Top codes or item nonresponse?
All of the swap variables except those corresponding to incss, incwelfr, incssi, incdsa2, and inclongj contain one or more values of “99997”. The shorter version “9997” does not occur in these variables.
Here: https://cps.ipums.org/cps-action/revisions
it says:
Edited supplemental files.
Changes were made to a Census Bureau income data replacement values file called “swapvalues”, provided in a form that is compatible with IPUMS data extracts on the Income Component Cell Means Replacement Values page. Some income replacement values were coded as 99999, which is typically an NIU code. These values have been replaced with 99997 to indicate that the income value was topcoded due to a limited number of digits, and the codes should be treated as an income value.
However, here:
https://forum.ipums.org/t/five-beliefs-and-two-questions-about-top-coded-values-in-the-ipums-cps/2768/2
Jeff Bloem states that these codes represent item non-response
If these variables are indeed top-coded by this the 7-terminal value may I assume that the value at which they are top-coded is 1 * 10^n, where n is the number of digits in the variable?
Is there anywhere in the ddi that that the number of characters in a field is consistently given? It is only sometimes in the coding instruction. May I safely assume that the number of digits that a variable has in the ddi, when given, is the same as the number that the same variable has in the swapcode file?
Questions relating to field widths & 9-strings
Maybe coding instructions in the original variables will help clarify these issues?. The coding instructions for the original values (not the swap files, unless they are the same) gives strings of nines from five to eight long as not-in-universe, and strings of the same length with a terminal 8 as missing (for only a few variables) and in a terminal 7 as top-coded for numerous variables.

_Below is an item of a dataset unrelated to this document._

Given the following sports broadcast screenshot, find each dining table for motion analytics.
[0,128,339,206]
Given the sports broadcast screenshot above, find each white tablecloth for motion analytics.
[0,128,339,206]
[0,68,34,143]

I find these variations in length confusing. At first I thought that they were all set at the width of the fields, and varied for that reason, but this is not the case. See, e.g. FTOTVAL, top-coded at 50,000 (five digits), but with an NIU value of 999999 (six digits). Within the swap files, are these strings of nines with varying terminal digits of the same length as the field widths?
These seven variables include some observations coded with “999999” (six nines) in the swap file:
incwage incbus incfarm oincwage oincbus oincfarm oinclongj
All of these six variables have five-digit terminal 7 values, so it appears that my guess above, thaty the lengths are set by the field lengths, is incorrect. In addition, these two variables have length-4 9-strings with a terminal 9: incss and incssi.
How should I interpret these 9-terminal nine-strings in the swap file variables? If they are missing values, do we know anything about how they are missing (and why they have not been imputed in the swap file)?